Negotiating and structuring vesting and leaver clauses for founder shareholders

Negotiating and structuring vesting and leaver clauses for founder shareholders

Negotiating and structuring vesting and leaver clauses for founder shareholders can be tricky and give rise to heated disagreement. These are important terms for investors and help protect against loss of value caused by an early departing founder. For founders, they come across as highly personal matters and potentially open to manipulation.

Navigating a fair and balanced set of provisions for dealing with founder shares requires sensitivity and experience. Reliance on inflexible arguments based on market practice can lead to an unhappy group of founders just at the wrong time in the company’s growth cycle.

What is the purpose for founders’ shares vesting over time?

The commercial rationale for founders’ shares to vest over time is based on several connected reasons:

● a founder should earn shares over time by being incentivised to remain with the company as the business develops and the company grows in value. The founder’s share of the overall value of the business increases depending on the founder remaining involved during this period

● an investor’s valuation of the company and shareholding is based on future value. To reflect this, the founder’s shareholding percentage should be reduced (and the investor’s percentage increased) if the founder leaves earlier than anticipated

● should a departing founder be permitted to retain a disproportionately high shareholding, this acts as a disincentive to the remaining founders, whose future efforts will cause a corresponding increase also the value of the departing founder’s residual holding of shares

● vesting and leaver provisions allow for equity to be made available to replacement management and executives without further diluting the investor’s shareholding

Approach to negotiating founder share vesting and founder leaver clauses

There is no single, one size fits all, solution to how founder share vesting clauses and founder leaver clauses should be structured and worded. Good and bad leaver provisions for founder shareholders are likely to be different than equivalent provisions for employee shareholders who are not founder shareholders. Whilst market practice is a relevant consideration, the provisions need to be considered also in light of factors including:

  • each founder’s role in the company, including whether they have been involved from the outset and their shareholding percentages
  • whether the founders have invested their own money in the company
  • whether the founders are paid a market salary
  • any applicable provisions which already apply, for example because of a previous investment round
  • whether the company is a start up business, a company raising money as part of a seed or other investment round or a buyout vehicle for an existing business

These factors will determine how the vesting and leaver provisions should be structured and how much the founders will be able to negotiate their terms.

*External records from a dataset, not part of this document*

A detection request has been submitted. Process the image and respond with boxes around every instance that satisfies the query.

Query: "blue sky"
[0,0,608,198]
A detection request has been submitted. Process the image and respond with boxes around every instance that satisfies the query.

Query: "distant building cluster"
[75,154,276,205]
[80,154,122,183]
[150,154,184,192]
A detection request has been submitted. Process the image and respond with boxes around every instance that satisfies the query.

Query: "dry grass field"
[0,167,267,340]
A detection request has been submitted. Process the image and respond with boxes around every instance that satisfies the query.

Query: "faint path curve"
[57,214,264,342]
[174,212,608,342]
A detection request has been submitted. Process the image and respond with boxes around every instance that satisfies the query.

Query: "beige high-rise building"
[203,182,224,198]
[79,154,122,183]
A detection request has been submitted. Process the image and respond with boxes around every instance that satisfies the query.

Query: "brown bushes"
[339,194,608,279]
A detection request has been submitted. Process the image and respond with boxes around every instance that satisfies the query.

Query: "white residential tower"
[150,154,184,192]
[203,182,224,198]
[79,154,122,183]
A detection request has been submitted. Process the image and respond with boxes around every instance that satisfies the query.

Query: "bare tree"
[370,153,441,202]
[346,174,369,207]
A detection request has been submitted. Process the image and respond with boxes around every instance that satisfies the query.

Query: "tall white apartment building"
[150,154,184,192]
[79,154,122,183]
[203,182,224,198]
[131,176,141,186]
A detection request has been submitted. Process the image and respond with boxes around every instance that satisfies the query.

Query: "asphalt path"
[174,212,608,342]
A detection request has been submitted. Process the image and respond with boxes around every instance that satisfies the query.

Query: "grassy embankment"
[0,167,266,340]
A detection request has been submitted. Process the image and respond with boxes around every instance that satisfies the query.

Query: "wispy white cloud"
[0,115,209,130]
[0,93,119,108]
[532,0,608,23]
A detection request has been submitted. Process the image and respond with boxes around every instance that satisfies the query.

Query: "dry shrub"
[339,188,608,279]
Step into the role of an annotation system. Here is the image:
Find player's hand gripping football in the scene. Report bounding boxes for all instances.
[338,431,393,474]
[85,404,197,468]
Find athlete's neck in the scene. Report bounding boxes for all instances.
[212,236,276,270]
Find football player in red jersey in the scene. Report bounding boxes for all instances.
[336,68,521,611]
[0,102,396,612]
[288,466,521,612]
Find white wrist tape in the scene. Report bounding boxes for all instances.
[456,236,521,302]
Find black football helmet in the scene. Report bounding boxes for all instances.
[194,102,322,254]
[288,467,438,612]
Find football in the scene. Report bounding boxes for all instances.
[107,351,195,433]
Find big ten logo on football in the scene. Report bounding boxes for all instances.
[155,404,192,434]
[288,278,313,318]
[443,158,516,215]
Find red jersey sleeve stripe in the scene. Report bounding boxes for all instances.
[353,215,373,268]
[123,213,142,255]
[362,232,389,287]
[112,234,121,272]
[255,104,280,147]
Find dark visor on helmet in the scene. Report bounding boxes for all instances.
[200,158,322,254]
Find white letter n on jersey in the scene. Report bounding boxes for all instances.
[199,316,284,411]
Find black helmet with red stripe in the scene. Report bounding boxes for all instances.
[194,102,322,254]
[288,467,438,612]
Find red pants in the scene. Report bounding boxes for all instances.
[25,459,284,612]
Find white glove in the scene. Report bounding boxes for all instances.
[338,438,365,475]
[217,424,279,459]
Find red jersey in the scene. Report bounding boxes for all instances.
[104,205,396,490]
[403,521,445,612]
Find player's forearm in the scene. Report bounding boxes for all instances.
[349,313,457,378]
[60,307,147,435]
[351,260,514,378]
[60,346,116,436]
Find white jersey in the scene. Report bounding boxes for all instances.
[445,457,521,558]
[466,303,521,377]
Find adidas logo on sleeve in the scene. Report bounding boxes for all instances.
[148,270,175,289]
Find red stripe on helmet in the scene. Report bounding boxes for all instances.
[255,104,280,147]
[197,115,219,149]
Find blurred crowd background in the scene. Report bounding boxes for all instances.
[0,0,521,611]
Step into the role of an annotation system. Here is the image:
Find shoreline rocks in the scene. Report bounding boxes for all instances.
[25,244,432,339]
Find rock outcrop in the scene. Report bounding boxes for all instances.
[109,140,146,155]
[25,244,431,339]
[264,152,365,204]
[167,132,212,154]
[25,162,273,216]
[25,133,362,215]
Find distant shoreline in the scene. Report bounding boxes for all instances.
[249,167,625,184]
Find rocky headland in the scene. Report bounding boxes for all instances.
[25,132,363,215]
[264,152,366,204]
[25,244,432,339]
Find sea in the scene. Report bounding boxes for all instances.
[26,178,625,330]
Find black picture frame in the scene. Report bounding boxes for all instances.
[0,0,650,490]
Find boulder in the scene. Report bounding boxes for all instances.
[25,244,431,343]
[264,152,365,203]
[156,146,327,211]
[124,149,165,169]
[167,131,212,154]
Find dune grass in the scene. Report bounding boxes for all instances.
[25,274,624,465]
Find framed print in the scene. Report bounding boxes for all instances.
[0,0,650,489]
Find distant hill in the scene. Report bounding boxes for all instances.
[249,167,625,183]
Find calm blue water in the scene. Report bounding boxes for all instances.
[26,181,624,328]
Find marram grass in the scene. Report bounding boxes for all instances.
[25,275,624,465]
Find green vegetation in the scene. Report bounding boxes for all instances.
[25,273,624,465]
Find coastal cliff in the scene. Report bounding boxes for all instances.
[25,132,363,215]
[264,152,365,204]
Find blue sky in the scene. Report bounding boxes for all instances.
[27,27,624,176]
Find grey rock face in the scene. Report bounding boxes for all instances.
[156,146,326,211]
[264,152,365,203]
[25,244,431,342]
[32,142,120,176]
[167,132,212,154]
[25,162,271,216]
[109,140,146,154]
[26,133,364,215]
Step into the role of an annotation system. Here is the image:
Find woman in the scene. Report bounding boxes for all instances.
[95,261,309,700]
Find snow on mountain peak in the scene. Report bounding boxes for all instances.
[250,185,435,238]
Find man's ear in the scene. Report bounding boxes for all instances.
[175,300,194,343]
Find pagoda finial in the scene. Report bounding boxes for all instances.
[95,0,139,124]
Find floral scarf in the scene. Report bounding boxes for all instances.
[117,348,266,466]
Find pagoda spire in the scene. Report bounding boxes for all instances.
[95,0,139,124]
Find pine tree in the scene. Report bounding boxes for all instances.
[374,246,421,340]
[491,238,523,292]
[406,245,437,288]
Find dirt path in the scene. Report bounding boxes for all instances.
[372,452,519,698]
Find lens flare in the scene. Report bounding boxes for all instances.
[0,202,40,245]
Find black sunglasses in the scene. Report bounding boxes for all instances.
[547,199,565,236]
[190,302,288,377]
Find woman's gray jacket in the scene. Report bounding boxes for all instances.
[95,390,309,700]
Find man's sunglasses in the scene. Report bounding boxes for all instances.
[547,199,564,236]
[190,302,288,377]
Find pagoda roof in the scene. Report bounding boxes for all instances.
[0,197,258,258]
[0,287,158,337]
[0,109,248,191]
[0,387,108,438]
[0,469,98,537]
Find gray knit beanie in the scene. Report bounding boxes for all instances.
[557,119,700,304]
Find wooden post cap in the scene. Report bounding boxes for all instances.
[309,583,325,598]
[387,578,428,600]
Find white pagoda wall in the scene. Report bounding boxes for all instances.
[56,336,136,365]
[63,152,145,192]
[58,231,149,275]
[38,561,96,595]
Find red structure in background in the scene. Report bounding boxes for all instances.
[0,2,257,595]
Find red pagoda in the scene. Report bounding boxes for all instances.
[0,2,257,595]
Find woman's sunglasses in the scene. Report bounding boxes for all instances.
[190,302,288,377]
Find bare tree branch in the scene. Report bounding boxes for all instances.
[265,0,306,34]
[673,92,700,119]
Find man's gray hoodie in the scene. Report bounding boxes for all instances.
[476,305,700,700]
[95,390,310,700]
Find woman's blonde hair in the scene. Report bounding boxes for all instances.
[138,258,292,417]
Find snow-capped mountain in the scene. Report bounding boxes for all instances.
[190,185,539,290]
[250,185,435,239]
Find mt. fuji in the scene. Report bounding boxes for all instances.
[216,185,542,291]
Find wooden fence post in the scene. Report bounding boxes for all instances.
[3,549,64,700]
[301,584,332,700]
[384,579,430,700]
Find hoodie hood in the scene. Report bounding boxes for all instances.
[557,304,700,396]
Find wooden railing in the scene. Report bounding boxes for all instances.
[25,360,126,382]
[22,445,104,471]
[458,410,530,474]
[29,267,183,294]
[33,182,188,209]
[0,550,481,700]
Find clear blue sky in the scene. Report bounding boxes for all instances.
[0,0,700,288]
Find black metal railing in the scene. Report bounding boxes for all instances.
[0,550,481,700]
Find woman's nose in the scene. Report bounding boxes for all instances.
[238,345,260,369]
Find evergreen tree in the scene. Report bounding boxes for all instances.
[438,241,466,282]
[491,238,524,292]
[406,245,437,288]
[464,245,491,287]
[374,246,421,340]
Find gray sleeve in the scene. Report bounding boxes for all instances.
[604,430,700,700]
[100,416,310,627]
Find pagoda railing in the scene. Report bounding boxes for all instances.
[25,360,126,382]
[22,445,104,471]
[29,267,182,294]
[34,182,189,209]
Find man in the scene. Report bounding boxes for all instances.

They are usually first proposed by the investor, either in a draft term sheet or in the first drafts of the full form investment documents.

Legal principles

A number of legal principles need to be borne in mind before drafting vesting and leaver provisions:

  • issued shares: shares which have been issued to a founder will not just disappear if the founder leaves – there needs to be a legal mechanism for taking them away from the founder.  In particular, a company is not permitted to buyback its own shares unless it complies with the legal requirements applicable to share buybacks under the Companies Act 2006
  • share options: by contrast, incentives in the form of share options are over shares which have not yet been issued.  Share options can disappear (ie lapse) if the founder leaves without a separate legal mechanism
  • decision making: leaver provisions are usually triggered by a defined leaver event and a determination of the board or specified shareholders.  If the founder(s) control the business and its decision-making (with the investor(s) having only approval or veto rights), the documents will need a process by which the investor(s) can activate the leaver provisions, otherwise they could end up being worthless 

Founder share vesting period

As a starting point, consider what is the correct vesting period for each founder’s shareholding.  Questions are:

  • over what period should unvested shares become vested shares
  • should a portion of the founder’s shares be vested shares from the outset
  • should there be an initial minimum period, say 12 months, during which no unvested shares will vest

Founder leaver events

Secondly, specify the trigger points for the leaver provisions:

● principal leaver event: the founder ceasing to be employed for any reason (including giving or receiving notice of termination of employment)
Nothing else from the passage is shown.